Answering my own question, I unstalled VMWare Tools from all of the VMs, and everything is working as expected now.
Not sure what VMWare tools does in a GUI-less environment anyway...hopefully nothing important that I need. ;-)
Hrm. I'll forward this on internally to someone who might be able to help. Can you give some more information about the guest OS environment?
It's actually no biggie for me any more, now that I discovered it all works fine if I uninstall the tools. That said, it was just Ubuntu 10.04 server, no desktop GUI installed, pretty plain jane. Some of the various VMs were running PostgreSQL, others with Apache; all of them were current on OS updates.
Ok, actually, I see now that my date/time doesn't update as I'd hope if I don't have the tools installed, so I re-installed them. Same problem, very consistent. For now, I've disabled the suspend script by running
sudo /usr/bin/vmware-toolbox-cmd script suspend disable
in the guests. That solves the immediate problem, although I'm not entirely sure of the impact of that. :-)

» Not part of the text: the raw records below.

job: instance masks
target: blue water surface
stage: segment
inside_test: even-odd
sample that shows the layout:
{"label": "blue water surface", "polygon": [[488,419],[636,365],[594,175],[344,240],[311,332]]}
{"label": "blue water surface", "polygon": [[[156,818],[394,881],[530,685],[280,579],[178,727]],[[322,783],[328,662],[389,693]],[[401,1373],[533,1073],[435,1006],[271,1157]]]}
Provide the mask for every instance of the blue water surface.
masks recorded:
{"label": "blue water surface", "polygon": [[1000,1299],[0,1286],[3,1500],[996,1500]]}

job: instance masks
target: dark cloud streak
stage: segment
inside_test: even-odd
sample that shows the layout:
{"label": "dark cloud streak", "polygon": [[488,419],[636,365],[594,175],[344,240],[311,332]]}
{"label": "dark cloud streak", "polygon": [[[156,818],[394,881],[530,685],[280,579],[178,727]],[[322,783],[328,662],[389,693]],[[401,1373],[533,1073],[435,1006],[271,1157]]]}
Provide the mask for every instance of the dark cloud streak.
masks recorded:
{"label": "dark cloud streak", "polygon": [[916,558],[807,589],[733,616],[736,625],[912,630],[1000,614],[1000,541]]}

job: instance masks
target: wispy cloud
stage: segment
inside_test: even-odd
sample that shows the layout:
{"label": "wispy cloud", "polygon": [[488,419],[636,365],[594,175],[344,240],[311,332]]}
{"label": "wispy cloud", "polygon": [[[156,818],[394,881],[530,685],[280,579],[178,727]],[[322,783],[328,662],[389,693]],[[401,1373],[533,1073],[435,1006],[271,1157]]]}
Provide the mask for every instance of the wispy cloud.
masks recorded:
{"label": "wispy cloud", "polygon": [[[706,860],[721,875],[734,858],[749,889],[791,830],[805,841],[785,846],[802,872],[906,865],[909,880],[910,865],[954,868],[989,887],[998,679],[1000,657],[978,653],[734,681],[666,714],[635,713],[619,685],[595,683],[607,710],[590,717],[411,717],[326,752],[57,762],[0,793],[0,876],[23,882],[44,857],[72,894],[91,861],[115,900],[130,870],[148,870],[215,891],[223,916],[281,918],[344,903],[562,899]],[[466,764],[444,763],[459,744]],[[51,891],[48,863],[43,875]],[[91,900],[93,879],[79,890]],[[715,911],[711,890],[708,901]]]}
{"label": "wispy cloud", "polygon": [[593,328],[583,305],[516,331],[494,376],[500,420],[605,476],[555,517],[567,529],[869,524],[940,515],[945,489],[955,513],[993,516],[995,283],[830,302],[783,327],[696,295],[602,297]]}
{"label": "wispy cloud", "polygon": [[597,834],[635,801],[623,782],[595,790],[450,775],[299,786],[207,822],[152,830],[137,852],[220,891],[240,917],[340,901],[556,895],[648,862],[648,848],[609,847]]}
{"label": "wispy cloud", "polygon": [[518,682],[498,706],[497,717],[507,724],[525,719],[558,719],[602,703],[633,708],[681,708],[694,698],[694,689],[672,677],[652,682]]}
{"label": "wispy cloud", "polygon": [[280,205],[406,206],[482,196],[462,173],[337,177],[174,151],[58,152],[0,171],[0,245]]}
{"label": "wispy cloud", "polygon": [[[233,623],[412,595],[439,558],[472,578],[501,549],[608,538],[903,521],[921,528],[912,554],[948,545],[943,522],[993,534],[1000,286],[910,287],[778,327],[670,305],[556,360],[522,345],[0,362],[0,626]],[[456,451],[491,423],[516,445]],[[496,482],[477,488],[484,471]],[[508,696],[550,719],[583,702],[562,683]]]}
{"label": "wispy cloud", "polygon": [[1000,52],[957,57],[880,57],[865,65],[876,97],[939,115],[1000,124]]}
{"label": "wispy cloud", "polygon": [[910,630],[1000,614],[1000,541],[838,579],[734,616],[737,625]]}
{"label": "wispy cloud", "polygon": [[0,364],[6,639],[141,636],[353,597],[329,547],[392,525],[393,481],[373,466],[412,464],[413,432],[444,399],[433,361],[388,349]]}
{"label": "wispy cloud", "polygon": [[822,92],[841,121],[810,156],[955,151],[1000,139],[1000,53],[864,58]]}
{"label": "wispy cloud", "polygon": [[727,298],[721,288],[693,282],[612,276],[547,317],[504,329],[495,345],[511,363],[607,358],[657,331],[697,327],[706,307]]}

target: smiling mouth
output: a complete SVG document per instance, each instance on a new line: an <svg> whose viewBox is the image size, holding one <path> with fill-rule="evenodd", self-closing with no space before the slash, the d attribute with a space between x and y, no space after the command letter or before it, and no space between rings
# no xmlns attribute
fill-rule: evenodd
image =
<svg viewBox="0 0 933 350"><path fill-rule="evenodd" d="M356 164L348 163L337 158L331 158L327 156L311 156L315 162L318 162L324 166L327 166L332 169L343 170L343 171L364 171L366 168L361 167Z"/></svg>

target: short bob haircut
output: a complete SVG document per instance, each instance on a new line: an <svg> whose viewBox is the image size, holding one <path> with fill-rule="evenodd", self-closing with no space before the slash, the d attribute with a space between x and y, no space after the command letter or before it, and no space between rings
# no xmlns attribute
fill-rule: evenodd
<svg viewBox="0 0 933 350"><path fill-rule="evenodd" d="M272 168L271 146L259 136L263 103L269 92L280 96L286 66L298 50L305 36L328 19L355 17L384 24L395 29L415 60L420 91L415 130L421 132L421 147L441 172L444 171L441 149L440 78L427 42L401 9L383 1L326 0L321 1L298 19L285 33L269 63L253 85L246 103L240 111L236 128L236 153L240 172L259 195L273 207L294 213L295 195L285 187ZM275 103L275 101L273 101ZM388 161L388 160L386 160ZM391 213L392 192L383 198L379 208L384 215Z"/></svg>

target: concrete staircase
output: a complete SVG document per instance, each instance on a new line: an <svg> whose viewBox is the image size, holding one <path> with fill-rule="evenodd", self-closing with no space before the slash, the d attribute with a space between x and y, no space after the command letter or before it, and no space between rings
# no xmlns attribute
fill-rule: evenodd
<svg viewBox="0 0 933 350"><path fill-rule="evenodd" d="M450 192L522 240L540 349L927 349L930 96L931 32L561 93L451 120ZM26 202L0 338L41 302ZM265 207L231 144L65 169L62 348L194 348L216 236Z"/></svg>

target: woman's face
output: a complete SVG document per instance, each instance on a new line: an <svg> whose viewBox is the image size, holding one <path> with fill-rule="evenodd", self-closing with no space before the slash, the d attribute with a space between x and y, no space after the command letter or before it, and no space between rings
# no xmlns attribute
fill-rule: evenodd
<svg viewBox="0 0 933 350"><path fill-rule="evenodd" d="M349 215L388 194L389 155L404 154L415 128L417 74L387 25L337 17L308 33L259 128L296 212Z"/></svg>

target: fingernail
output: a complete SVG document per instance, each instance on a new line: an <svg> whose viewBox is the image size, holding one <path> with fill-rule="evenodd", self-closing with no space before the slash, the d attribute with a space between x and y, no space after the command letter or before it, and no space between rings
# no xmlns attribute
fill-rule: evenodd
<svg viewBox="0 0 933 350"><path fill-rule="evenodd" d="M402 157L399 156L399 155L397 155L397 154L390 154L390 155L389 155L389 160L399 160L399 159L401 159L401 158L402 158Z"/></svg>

Sigh...one impact of what I did is if I have 3 of my Ubuntu VM's running, and I try to quit VMWare Fusion, it suspends ONE of the VMs, and then continues running. Expected behavior would be to suspend all running VMs and exit.
Apologies for all these messages in a row...but to disable the default suspend script, AND get the normal shutdown behavior when closing VMWare fusion, I had to create a dummy script that would return success, and use that as a suspend script. So:
1. Create /home/foo/vmware-suspend-script, with the contents#!/bin/shexit 0
2. chmod 777 /home/foo/vmware-suspend-script
3. sudo /usr/bin/vmware-toolbox-cmd script suspend set /home/gregr/vmware-suspend-script
As to why the original script isn't working...I took a quick look, and it looks like it's doing some network related stuff with the interfaces. I do have a modified /etc/network/interfaces file, which perhaps is causing a conflict with the suspend script? Here's my interfaces file:
# The loopback network interface
iface lo inet loopback
# The primary network interface
auto eth0 eth0:0
iface eth0 inet static
iface eth0:0 inet static
I run the same version of Ubuntu have encountered the same problem. I traced the problem down to the VMware networking scripts and this bug in Ubuntu: https://bugs.launchpad.net/ubuntu/+source/sysvinit/+bug/440179
In the "/etc/vmware-tools/script/vmware/network" script, there's a function "run_network_script()". It first finds the "/etc/init.d/networking" script and then tries to find the SysV "service" script. If it can find the "service" script, it'll use that to suspend networking. Otherwise it'll use the init.d script. The problem is that the "service" script does exist but is broken for networking in this version of Ubuntu, hence the failures when VMware runs it script. The solution for me is to just comment out the line that tries to find the "service" script so that it falls back to the init.d script. Just comment out the: "service = `which...`" line (line 81)
Hope that helps.
1 person found this helpful
Yeah, so I spoke with a couple of folks internally and it sounds like the two best options are 1) upgrade to another version of Ubuntu that contains a properly working service or 2) comment out the line that tries to find `which service` as jupiterstar mentioned in his previous post.
Thanks. In my case, I run VMs that simulate production servers for testing, so it's a matter of running the same Ubuntu version that the real servers do...so I can't just upgrade to make VMWare work better. :-)
I'll do the workaround described above - thanks for following up!
jupiterstar, thanks so much for this tip! I've got some Ubuntu 12.04 LTS text only servers that I use under Fusion and every time I'd try to shutdown my mac, VMWare would block the shutdown saying it was unable to run the suspend script. Commenting out line 81 of the script file did the trick!